Charles Dickens
(Landport, Portsmouth, Inglaterra, 1812 - Gads Hill Place, 1870)


Confesión encontrada en una cárcel en la época de Carlos II (1840)
(“A Confession Found in a Prison in the Time of Charles II”)
Originalmente publicado en el periódico semanal Master Humphrey’s Clock,
publicado desde 4 de abril de 1840 hasta el 27 de noviembre de 1841;
Master Humphrey’s Clock
3 vols.: I: 306 págs.; II: 306 págs., y III, 426 págs.)
(Londres: Chapman and Hall, 1840-1841), vol. I, págs. 32-36.



      Serví como teniente en el ejército de Su Majestad y participé, en el extranjero, en las campañas de 1677 y 1678 [probablemente, la guerra con Holanda; aunque las fechas no coinciden con la que acababa de finalizar en 1674]. Al finalizar el tratado de Nimega volví a casa, pedí el retiro y me instalé en una pequeña finca, a pocas millas al este de Londres, que acababa de adquirir gracias a ciertos derechos de mi esposa.
       Ésta es la última noche de vida que me queda y voy a escribir la verdad desnuda, sin máscara. Nunca fui un hombre valiente y, desde niño, una parte de mi carácter fue secreta, arisca y recelosa. Hablo de mí mismo como si hubiera dejado este mundo, porque mientras escribo se está cavando mi tumba y mi nombre está escrito en el negro libro de la muerte.

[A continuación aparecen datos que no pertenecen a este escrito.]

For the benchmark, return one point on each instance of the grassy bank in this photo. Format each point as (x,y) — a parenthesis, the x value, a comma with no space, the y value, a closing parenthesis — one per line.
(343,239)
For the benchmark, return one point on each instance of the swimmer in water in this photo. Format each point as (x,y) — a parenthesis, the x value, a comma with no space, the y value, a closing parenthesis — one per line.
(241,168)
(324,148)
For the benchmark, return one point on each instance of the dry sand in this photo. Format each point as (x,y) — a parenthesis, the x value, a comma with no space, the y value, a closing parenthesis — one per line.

       Poco después de mi regreso a Inglaterra, mi único hermano contrajo una enfermedad mortal. Este hecho me produjo un escaso —si no nulo— dolor, ya que desde que alcanzamos la edad adulta manteníamos muy poco trato. Él era un hombre de corazón abierto y generoso, más atractivo que yo, más culto y, por lo general, más querido. Aquellos que me habían conocido, en el extranjero o aquí, por ser amigos suyos, rara vez mantenían conmigo una relación duradera, y ya en nuestra primera conversación solían mostrar su sorpresa ante la existencia de dos hermanos tan distintos en su educación y aspecto. Yo solía alentarles a esta confesión, porque imaginaba la comparación que debían estar haciendo entre nosotros, y así podía justificar la enconada envidia de mi corazón.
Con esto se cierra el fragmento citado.